• 79°

Landscape echoes sentiment of Frost’s poem

“Not yesterday I learned to know the love of bare November days.”

Robert Frost’s words from his poem, “My November Guest” speak softly to Claire Murphy.

She understands and appreciates the bare November days of which Frost speaks.

Murphy spent much of Friday morning outside ranking pine straw and often she paused to rest and take in the beauty of the woods that are such a part of her life.

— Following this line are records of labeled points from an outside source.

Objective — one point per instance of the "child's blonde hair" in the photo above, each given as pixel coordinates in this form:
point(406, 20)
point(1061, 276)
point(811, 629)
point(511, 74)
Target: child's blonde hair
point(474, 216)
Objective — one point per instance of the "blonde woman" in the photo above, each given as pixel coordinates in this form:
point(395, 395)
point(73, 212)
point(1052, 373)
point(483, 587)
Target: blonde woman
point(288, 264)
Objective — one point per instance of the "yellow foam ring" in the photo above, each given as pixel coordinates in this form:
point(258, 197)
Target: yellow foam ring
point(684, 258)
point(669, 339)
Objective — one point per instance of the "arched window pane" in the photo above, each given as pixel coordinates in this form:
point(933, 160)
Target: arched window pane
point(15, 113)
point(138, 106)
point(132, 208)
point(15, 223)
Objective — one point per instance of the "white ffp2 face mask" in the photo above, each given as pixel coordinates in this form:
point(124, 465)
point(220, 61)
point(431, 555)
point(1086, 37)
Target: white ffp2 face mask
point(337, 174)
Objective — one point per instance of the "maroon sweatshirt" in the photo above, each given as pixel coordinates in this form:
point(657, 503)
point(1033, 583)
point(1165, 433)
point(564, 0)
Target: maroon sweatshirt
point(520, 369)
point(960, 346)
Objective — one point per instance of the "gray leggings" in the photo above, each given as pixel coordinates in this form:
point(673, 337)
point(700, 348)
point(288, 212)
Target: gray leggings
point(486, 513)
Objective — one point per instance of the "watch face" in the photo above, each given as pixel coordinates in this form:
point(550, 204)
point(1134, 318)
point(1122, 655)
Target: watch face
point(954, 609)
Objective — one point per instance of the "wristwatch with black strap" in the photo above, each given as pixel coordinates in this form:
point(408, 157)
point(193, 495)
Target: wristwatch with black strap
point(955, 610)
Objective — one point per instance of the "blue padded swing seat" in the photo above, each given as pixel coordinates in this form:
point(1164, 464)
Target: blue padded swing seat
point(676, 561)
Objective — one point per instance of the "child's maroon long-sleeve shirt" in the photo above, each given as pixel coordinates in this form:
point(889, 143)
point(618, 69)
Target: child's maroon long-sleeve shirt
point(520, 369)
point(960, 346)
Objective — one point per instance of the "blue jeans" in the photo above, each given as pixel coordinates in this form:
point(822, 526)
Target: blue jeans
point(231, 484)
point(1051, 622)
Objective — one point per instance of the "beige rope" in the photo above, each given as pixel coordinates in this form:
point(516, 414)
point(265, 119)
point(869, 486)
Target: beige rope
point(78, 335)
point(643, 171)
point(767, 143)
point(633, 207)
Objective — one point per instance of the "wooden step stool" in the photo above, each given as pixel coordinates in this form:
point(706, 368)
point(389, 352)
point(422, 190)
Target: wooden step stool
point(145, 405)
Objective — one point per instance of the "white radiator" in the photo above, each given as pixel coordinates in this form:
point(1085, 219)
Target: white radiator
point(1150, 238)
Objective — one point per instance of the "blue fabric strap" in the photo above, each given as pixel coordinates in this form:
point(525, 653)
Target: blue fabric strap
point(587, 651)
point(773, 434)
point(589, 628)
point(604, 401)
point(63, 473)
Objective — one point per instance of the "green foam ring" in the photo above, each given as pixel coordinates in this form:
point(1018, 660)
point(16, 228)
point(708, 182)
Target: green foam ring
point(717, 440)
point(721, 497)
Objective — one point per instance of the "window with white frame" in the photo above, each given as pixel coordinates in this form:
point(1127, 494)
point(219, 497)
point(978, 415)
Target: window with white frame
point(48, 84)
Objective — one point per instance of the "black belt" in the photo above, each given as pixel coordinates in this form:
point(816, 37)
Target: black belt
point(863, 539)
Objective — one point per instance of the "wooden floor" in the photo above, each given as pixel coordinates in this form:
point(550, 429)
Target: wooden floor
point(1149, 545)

“Standing there in the woods among the bare trees, I could see though them to another stand of trees that I had not been able to see in so long,” she said. “When the countryside becomes bare, it’s a whole different place. I can see buildings that I haven’t noticed before. I can see where turkeys and deer have been and where they are feeding. Their world is opened up to me. It’s wonderful to see all of the things that have been camouflaged by the foliage of the summer and fall.”

“Bare November days” provide a different view of the forest and the opportunity to experience its changing mood.

“At this time of the year, I can go places in the woods that I haven’t been able to go before,” Murphy said. “I see things that I haven’t noticed before – knots on trees, the color of the bark and vines climbing the trunks.

“And, the quietness. I love the quietness. This morning, it was raining and I could hear the drops as they hit softly on the leaves and the crunch of the pine straw under my feet. The leaves made a carpet on the forest floor and it was absolutely beautiful.”

Murphy said she is captured by the beauty of the fields where the summer crops have been plowed under and the sighting of birds that come to feast on the fields.

“There’s just so much beauty around us that is only revealed when the earth becomes bare and there is nothing blocking our view,” she said. “We just have to become aware of the beauty of all seasons. The winter comes as a way of preparing us for the spring. And, if it were not for the bare winter days, we couldn’t appreciate the beauty of the spring.”

Murphy said she stood Friday reverently admiring the beauty of bare November days.

“The bare trees stand like church spires and they make me even more aware of God and His beauty all around me, especially in bare November days,” she said.